Danish toy company Lego has announced it plans to cut 1,400 jobs before the end of the year, a total of eight percent of its workforce.
The company has endured the first drop in global sales in more than a decade. Revenues fell six percent in the first half of 2017 to £1.8bn.
Chairman of the group, Jorgen Vig Knudstorp, said:
We’re very sorry to make changes which may interfere with the lives of many of our colleagues. Our colleagues put so much passion into their work every day and we are deeply grateful for that. Unfortunately, it is essential for us to make these tough decisions.
As well as the iconic yellow interlocking bricks, Lego has expanded its ranges out to include theme parks like Lego World in the UK and the Lego movie series.
This year’s installment, The Lego Batman Movie, took in $311.8m in the box office.
Has this happened to Lego before?
The last time Lego made such drastic changes to its workforce was back in 2006 when it cut 1,200 jobs and shifted production from Denmark to plants in the Czech Republic and across Eastern Europe.
At the time, Knudstorp said this was necessary to restructure the group’s supply line.
We now see the contour of a new business model, where we go from traditional integrated model to a partnership model.
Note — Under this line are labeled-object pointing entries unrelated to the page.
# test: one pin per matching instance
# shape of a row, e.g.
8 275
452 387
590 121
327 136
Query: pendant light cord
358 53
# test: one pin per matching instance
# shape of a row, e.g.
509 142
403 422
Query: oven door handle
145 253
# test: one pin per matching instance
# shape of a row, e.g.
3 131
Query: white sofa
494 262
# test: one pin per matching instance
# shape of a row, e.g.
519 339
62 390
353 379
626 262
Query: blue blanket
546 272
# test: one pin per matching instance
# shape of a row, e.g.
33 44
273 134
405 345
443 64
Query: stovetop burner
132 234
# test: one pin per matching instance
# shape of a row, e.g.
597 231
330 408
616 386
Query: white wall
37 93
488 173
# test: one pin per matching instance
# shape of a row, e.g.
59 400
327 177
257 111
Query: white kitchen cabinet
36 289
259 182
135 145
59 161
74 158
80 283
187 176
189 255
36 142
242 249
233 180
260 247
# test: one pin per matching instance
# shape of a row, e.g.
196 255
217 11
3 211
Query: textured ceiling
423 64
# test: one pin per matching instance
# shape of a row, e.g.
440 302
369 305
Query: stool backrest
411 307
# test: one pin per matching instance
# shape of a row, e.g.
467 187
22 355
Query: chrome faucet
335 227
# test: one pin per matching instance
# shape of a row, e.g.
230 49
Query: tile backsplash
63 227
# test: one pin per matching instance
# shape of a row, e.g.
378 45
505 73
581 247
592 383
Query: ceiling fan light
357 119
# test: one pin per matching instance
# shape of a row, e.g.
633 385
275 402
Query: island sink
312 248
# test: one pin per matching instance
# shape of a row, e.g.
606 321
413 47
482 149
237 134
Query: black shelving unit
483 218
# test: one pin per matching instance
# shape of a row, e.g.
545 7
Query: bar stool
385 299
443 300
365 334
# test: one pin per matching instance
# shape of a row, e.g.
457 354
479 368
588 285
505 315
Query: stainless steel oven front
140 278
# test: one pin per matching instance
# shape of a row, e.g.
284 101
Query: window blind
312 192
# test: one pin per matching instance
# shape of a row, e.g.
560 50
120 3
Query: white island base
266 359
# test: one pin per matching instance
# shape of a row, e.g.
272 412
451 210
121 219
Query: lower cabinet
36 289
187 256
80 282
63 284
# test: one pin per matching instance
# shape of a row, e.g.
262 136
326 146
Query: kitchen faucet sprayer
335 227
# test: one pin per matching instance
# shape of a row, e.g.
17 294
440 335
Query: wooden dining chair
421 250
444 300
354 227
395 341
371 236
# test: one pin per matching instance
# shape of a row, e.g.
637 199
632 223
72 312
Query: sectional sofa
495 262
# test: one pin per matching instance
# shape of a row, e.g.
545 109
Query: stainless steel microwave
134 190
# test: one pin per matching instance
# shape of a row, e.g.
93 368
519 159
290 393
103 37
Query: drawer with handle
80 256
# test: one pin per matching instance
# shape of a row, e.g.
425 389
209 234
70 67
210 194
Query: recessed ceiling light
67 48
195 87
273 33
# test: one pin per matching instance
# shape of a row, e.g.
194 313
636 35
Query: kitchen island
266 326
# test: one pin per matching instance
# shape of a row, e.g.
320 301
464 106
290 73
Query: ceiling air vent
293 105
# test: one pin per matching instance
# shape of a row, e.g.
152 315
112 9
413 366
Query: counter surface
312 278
This way we can achieve great financial advantages in a very difficult market.
However, it overcame its struggles to become one of the most valuable brands in the world, according to Forbes. As well, in 2014 it over took US retailer Mattel to become the largest toy company in the world.
Last year, three Lego products were in the top 10 best-selling toys in the UK: the Lego Mini Figures, Lego Disney Mini figures and the Lego Star Wars Millennium Falcon.
According to Statisia, the total revenue of the global toy market is now worth $87.4bn.